Verschleierung: Solange die in Liechtenstein gewonnenen Zinsen in Deutschland in der Steuererklärung angegeben werden, droht kein Ärger mit dem Fiskus. Damit das Geld von den deutschen Finanzbehörden unentdeckt bleibt, versehen laut Deutscher Steuergewerkschaft viele Steuerhinterzieher die Stiftung mit einem Namen, der nicht auf den Gründer schließen lässt, und vertrauen die Verwaltung einem Treuhänder an. Nach Schätzungen der Gewerkschaft haben auf dem 25 Kilometer langen und halb so breiten Gebiet Liechtensteins rund 80.000 Briefkastenfirmen, darunter viele Stiftungen, ihren offiziellen Sitz. Um die Spuren vor den deutschen Steuerfahndern noch weiter zu verwischen, kann das Stiftungskapital auf einem Schweizer Konto angelegt werden.

Bankgeheimnis: Im Gegensatz zu Deutschland gilt in der Schweiz und ganz besonders in Liechtenstein ein strenges Bankgeheimnis.

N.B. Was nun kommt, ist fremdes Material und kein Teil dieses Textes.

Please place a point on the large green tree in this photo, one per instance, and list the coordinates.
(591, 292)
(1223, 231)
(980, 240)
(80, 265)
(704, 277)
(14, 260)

Dies sei im Fürstentum Liechtenstein "Grundhaltung und Tradition", teilt das Land auf seiner Internetseite mit. Auskünfte über Konten lehnen die Geldinstitute in Liechtenstein auch gegenüber ausländischen Steuerfahndern strikt ab.

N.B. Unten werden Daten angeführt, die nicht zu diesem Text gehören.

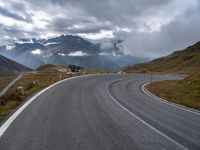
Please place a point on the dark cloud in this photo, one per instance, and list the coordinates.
(7, 13)
(164, 26)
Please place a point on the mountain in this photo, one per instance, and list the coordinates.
(10, 67)
(185, 61)
(68, 49)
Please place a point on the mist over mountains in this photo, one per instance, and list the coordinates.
(68, 49)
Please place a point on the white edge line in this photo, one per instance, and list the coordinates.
(10, 120)
(168, 102)
(144, 122)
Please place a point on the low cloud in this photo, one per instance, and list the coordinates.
(148, 28)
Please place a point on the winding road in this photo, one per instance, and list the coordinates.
(101, 112)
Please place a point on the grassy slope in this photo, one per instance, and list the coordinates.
(11, 100)
(45, 75)
(185, 92)
(186, 61)
(4, 81)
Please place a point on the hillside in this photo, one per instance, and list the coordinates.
(187, 91)
(68, 49)
(10, 67)
(186, 61)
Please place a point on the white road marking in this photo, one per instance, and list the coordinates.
(144, 122)
(168, 102)
(10, 120)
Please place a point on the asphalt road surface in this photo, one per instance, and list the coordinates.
(103, 112)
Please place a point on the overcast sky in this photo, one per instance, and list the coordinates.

Einen vielsagenden Blick auf die Stiftungs-Welt von Liechtenstein hatte im BAWAG-Prozess ein prominenter Liechtensteinischer Treuhänder gegeben: In knapp zwei Stunden funktioniere auf Wunsch eine Stiftungseinrichtung in dem Land, mitsamt Bankkonto und Stiftungsorganen. Bei den dortigen Treuhandkanzleien könne man Stiftungen de facto "von der Stange" kaufen. (APA)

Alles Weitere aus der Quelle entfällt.